A very solemn Catherine came to my my class that day. I smiled at her as she came into the classroom, and she returned with a small upturn of her own. At the end of class she walked up and gave me a note and then left my room. It brought tears to my eyes. I have kept it these many years because it means so much to me. Here is part of what she wrote.

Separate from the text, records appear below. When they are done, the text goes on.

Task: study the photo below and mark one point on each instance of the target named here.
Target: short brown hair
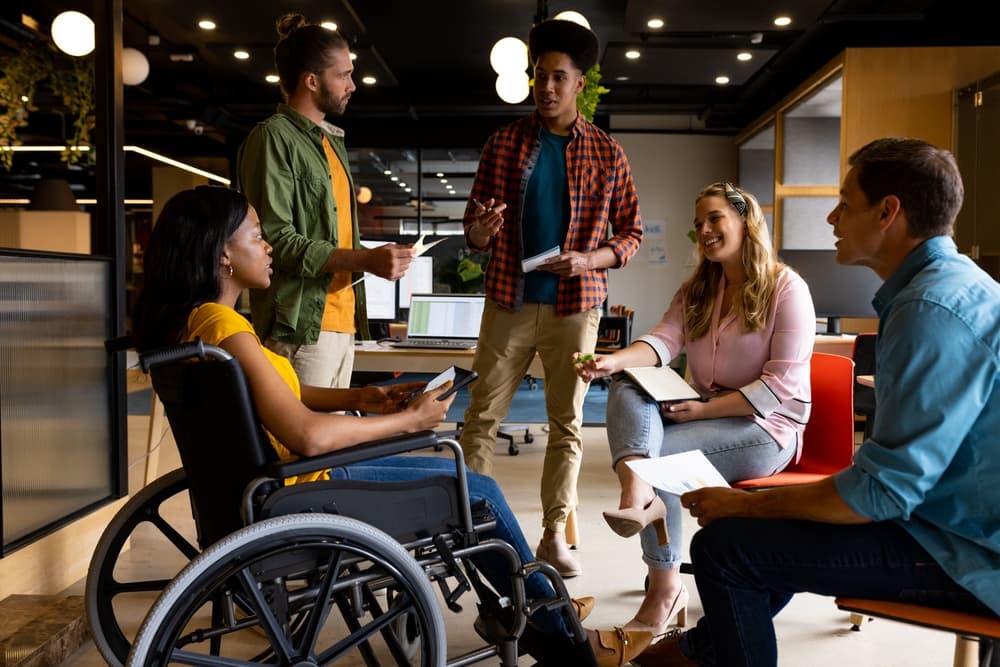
(924, 177)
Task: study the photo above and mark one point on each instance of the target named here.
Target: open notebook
(443, 321)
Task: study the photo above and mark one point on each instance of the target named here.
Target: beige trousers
(328, 363)
(507, 344)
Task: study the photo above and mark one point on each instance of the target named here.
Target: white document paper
(679, 473)
(532, 263)
(422, 247)
(662, 383)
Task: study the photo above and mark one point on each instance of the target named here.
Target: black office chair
(864, 364)
(300, 574)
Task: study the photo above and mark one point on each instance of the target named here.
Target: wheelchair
(321, 573)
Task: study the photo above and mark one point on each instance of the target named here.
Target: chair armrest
(365, 451)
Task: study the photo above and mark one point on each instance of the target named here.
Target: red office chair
(828, 442)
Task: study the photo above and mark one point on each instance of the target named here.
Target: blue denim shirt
(932, 463)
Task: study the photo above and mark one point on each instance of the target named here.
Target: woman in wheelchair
(205, 249)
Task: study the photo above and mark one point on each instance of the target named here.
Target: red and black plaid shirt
(604, 209)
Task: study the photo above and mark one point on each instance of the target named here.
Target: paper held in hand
(678, 473)
(662, 383)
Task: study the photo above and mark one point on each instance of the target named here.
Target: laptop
(443, 321)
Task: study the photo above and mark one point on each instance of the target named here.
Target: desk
(371, 356)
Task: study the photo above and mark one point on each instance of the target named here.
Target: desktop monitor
(837, 290)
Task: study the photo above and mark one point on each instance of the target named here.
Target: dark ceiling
(435, 87)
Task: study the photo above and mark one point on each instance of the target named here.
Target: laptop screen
(451, 316)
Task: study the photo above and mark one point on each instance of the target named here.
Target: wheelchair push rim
(267, 595)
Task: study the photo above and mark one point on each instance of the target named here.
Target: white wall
(669, 171)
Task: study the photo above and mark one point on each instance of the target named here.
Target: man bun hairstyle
(302, 47)
(579, 43)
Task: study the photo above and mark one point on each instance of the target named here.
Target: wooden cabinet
(977, 137)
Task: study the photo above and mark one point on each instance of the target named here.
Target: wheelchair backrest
(222, 444)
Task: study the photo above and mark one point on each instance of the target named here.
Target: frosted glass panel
(804, 225)
(55, 404)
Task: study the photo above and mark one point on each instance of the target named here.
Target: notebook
(662, 383)
(443, 321)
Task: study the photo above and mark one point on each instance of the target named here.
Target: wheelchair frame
(285, 574)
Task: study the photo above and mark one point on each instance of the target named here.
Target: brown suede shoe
(665, 653)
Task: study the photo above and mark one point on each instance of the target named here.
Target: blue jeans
(738, 447)
(494, 567)
(748, 569)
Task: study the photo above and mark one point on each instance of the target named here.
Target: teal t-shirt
(545, 218)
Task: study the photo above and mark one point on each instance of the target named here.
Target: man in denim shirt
(916, 518)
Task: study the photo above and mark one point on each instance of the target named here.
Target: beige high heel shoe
(629, 521)
(678, 609)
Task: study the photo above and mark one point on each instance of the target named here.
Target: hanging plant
(22, 72)
(586, 101)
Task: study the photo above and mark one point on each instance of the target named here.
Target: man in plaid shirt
(549, 181)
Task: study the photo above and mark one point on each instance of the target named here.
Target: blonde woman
(746, 323)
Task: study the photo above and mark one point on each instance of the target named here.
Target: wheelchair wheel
(110, 595)
(266, 593)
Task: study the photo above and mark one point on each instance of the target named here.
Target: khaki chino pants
(507, 344)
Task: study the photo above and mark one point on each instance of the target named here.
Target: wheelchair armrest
(365, 451)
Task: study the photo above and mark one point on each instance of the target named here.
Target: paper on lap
(679, 473)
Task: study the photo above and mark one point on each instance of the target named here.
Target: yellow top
(214, 323)
(339, 312)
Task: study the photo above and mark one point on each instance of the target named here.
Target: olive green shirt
(283, 171)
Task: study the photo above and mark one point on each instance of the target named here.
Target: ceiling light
(135, 67)
(575, 17)
(73, 33)
(509, 54)
(512, 87)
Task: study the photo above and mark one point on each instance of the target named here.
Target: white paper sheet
(532, 263)
(679, 473)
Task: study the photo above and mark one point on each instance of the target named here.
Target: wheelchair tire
(103, 588)
(273, 577)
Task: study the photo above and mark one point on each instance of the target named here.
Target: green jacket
(283, 171)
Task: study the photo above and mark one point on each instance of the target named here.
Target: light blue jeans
(737, 446)
(494, 567)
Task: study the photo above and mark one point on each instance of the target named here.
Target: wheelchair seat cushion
(407, 511)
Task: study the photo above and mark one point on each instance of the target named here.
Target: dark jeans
(748, 569)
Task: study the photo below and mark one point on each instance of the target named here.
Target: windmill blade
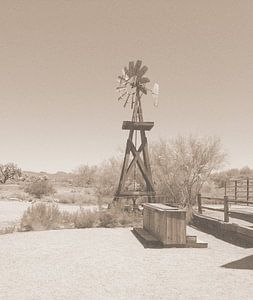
(155, 94)
(121, 97)
(142, 71)
(126, 71)
(132, 102)
(126, 100)
(137, 66)
(155, 89)
(144, 80)
(131, 68)
(143, 89)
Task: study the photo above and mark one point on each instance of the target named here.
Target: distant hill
(56, 177)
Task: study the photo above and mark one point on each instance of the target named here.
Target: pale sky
(60, 60)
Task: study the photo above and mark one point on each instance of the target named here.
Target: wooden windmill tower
(132, 86)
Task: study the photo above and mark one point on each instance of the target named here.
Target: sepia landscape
(126, 166)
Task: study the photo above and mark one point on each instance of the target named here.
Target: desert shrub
(40, 187)
(6, 230)
(41, 216)
(107, 219)
(82, 218)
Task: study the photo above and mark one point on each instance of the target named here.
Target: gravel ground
(112, 264)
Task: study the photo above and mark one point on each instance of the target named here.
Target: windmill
(132, 86)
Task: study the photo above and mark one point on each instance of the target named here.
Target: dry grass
(42, 216)
(6, 230)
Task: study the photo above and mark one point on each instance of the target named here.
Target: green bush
(84, 219)
(41, 216)
(40, 187)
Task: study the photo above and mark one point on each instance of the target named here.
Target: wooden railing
(225, 201)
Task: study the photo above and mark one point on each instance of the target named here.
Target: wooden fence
(225, 201)
(239, 190)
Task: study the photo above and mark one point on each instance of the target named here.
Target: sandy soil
(112, 264)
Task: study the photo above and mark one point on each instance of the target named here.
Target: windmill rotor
(132, 81)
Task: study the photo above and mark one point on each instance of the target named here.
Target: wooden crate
(167, 224)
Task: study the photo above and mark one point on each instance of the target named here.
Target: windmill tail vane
(132, 84)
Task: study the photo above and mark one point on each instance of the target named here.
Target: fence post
(199, 204)
(235, 191)
(226, 211)
(247, 191)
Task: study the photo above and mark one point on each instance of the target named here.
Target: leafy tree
(9, 171)
(40, 186)
(182, 165)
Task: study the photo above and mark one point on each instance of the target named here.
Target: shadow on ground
(245, 263)
(231, 238)
(145, 244)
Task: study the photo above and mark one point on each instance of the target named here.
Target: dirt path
(112, 264)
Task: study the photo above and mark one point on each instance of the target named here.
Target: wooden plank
(128, 125)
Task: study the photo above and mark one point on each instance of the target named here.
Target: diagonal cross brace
(141, 165)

“About what you told me about Scott, I’m sure you didn’t think I’d think about it, but I did—a lot! Before I met him I was wonderful . . . but after I met Scott, all that changed and I said something wrong every once in a while. I even got a dirty mind, listened to bad music, and dropped in grades. I’m going to try to change but it’s going to be hard. I’m glad you said that before something happened that would have changed my life. I lost my reputation as a goody two shoes because something happened that I made myself promise would never ever happen and it did. Church doesn’t seem as important and neither does family, but all this will change too. I want to thank you again . . . I can start out a new year great once again. Please, if you ever see this happen to me again or to anyone else for that matter, try to change it. Catherine
P.S. Out of everyone in the school lots of people might be going through the same thing. Why did you care enough about me to say something. I’m just an 8th grader that will leave to high school and probably never see you again. Thanks again!”
The Prophet Joseph said, “Nothing is so much calculated to lead people to forsake sin as to take them by the hand, and watch over them with tenderness. When persons manifest the least kindness and love to me, O what power it has over my mind” (Teachings of the Prophet Joseph Smith, p. 240).
On another occasion, Joseph stated, “Friendship is one of the grand fundamental principles of ‘Mormonism’; [it is designed] to revolutionize and civilize the world, and cause wars and contentions to cease and men to become friends and brothers. . . . It is a time-honored adage that love begets love. Let us pour forth love—show forth our kindness unto all mankind, and the Lord will reward us with everlasting increase. . . . Friendship is like Brother Turley in his blacksmith shop welding iron to iron; it unites the human family with its happy influence” (Teachings of the Prophet Joseph Smith, p. 316).
From Liberty Jail, Joseph Smith wrote, “How sweet the voice of a friend is; one token of friendship from any source whatever awakens and calls into action every sympathetic feeling; it brings up in an instant everything that is passed; it seizes the present with the avidity of lightning; it grasps after the future with the fierceness of a tiger; it moves the mind backward and forward, from one thing to another, until finally all enmity, malice and hatred, and past differences, misunderstandings and mismanagements are slain victorious at the feet of hope” (Teachings of the Prophet Joseph Smith, p. 134).
John wrote, “God is love; and he that dwelleth in love dwelleth in God, and God in him” (1 John 4:16).
Love is one of the chief characteristics of the Father and Jesus. (Lectures on Faith, p. 35.) If we desire to become like our Father in Heaven, to return and dwell with Him in His presence, then we must cultivate love within our own lives, within our families, and within our associations with others. Small acts of caring, a few kinds words of love, can “revolutionize” the world. But more importantly, it can “revolutionize” our own lives and the lives of those we may influence. May each of us desire to be more like our Savior and learn to “live together in love.”